Esta vertente da obra do grande instrumentista, compositor e arranjador foi tema de um dos programas da série especial Pixinguinha na Pauta, produzida em 2016 para a Rádio Batuta com recortes diferentes sobre sua obra. Neste episódio, intitulado Pixinguinha e Mário de Andrade, a abordagem trata não só desta vertente afrorreligiosa da obra do veterano chorão, como também de sua atuação como informante do escritor modernista durante a produção do clássico Macunaíma, de 1928.
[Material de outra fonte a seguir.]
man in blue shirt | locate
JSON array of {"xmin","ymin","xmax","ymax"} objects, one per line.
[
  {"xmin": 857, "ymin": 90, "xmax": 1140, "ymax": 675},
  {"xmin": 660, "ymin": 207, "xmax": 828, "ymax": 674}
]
Este e outros olhares sobre a vida e a obra de Pixinguinha podem ser aprofundados em seu site oficial, inaugurado pelo IMS em 2017 e principal fonte de referência sobre o músico. Nele estão reunidas não só informações sobre sua trajetória, como também um amplo material fotográfico e destaques de seu acervo pessoal – sob a guarda do IMS desde o ano 2000. Sem contar uma área dedicada à sua vasta obra como compositor, arranjador e instrumentista, com gravações para ouvir e partituras para consultar.

Agora, quando a música brasileira comemora o 124º aniversário do maestro,o IMS publica também no site Pixinguinha um conteúdo especialmente produzido para a ocasião: a série Os arranjos de Pixinguinha, com seis videoaulas do arranjador e violonista Paulo Aragão sobre o papel do grande chorão como um dos definidores da sonoridade da música brasileira nas décadas de 1930 e 40, quando ela se estabeleceu como produto de consumo de massa através dos discos e do rádio.